# Fog Machine Problems !



## Mr. Halloween (Sep 26, 2011)

Hello everyone, Im new to the forum and Im excited to see what great ideas everyone has.

I have a 700 watt fogger that after about 2 cycles it stops producing fog and just shots out liquid fog juice. I am thinking that the heating element is bad and not heating the juice. This has been doing this since day one of the fogger.

Any other ideas on what this could be.
Hope to hear some good ideas
Thanks


----------



## niblique71 (Dec 2, 2009)

Hi and Welcome to the Forum.

Your Assessment may be correct, BUT I'd check for faulty wiring first, and see if the thermostat is working as well. I'm far from the expert, so I'd wait for a few more responses before ordering a new heating element or Fog machine. Also, I'm sure there is a simple way to isolate the actual culprit.


----------



## goneferal (Sep 8, 2010)

I'd return it if I could, since it never worked right. Sorry, I have yet to delve into the innards of a fog machine. Good luck!


----------



## Otaku (Dec 3, 2004)

Welcome aboard!
So the fogger does produce fog for a couple of cycles and then starts spitting? Many foggers have two different warm-up circuits, one that heats the fogger from a cold start and the other that re-heats it after its initial warm-up. The first cycle pumps a lot of watts into the heater and the re-heat circuit uses a reduced wattage cycle. Sounds like your machine's re-heat circuit may be blown.

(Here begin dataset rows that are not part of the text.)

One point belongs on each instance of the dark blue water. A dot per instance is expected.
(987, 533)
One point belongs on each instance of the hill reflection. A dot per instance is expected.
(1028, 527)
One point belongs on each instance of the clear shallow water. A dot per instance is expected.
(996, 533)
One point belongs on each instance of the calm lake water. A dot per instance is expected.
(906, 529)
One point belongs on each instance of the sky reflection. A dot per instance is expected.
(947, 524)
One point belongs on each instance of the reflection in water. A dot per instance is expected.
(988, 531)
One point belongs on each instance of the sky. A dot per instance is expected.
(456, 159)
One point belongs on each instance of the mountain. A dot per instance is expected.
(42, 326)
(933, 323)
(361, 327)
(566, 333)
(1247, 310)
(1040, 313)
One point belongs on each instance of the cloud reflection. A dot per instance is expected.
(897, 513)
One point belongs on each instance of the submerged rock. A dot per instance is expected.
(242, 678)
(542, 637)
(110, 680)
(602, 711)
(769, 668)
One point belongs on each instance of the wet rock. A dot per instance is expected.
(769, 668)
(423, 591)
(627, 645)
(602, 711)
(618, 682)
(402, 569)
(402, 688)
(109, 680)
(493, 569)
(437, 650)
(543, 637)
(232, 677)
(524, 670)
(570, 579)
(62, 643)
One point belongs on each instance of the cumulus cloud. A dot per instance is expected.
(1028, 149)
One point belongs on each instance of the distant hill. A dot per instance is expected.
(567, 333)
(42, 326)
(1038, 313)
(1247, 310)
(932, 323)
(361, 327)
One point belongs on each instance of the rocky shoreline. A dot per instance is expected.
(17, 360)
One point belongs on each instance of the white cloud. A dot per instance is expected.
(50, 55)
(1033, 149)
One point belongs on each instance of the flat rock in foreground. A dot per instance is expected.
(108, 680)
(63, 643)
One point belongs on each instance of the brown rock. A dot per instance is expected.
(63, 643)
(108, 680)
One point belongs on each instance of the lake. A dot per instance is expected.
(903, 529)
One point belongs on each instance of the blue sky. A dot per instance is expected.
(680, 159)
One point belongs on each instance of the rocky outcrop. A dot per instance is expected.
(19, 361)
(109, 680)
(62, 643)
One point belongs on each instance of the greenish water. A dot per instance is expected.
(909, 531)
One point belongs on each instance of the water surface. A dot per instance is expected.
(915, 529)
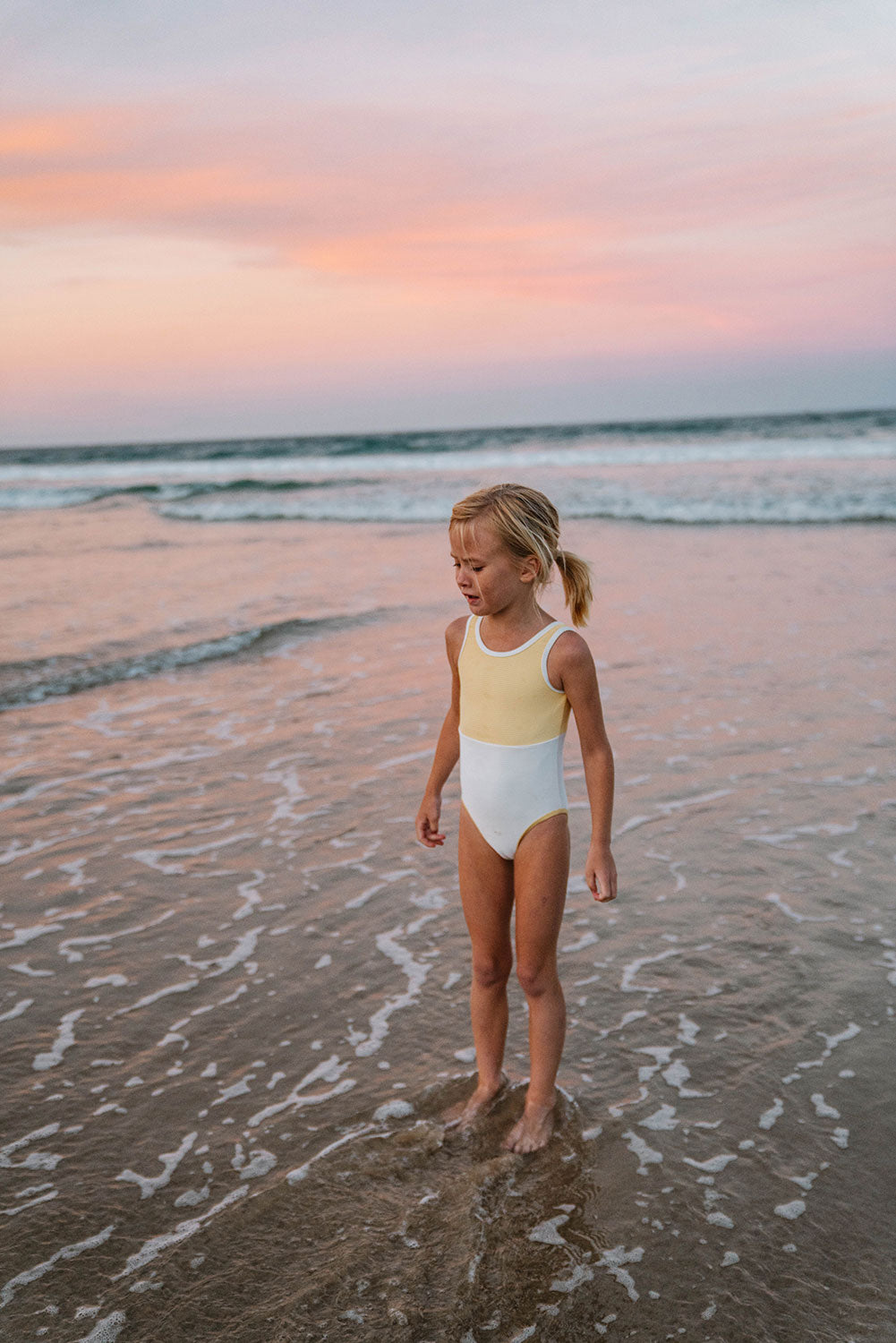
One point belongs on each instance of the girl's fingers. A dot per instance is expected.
(602, 885)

Try this - after it blows fog for those first couple of cycles, but before it starts spitting, recycle the mains power and see if it re-heats properly. If that works, you'll know if its the re-heat circuit that has a problem. Also, take a look at the wiring and make sure that all wires are connected to their terminals. Could just be a loose connection that's causing the problem. BTW, what's the make/model of the fogger?


----------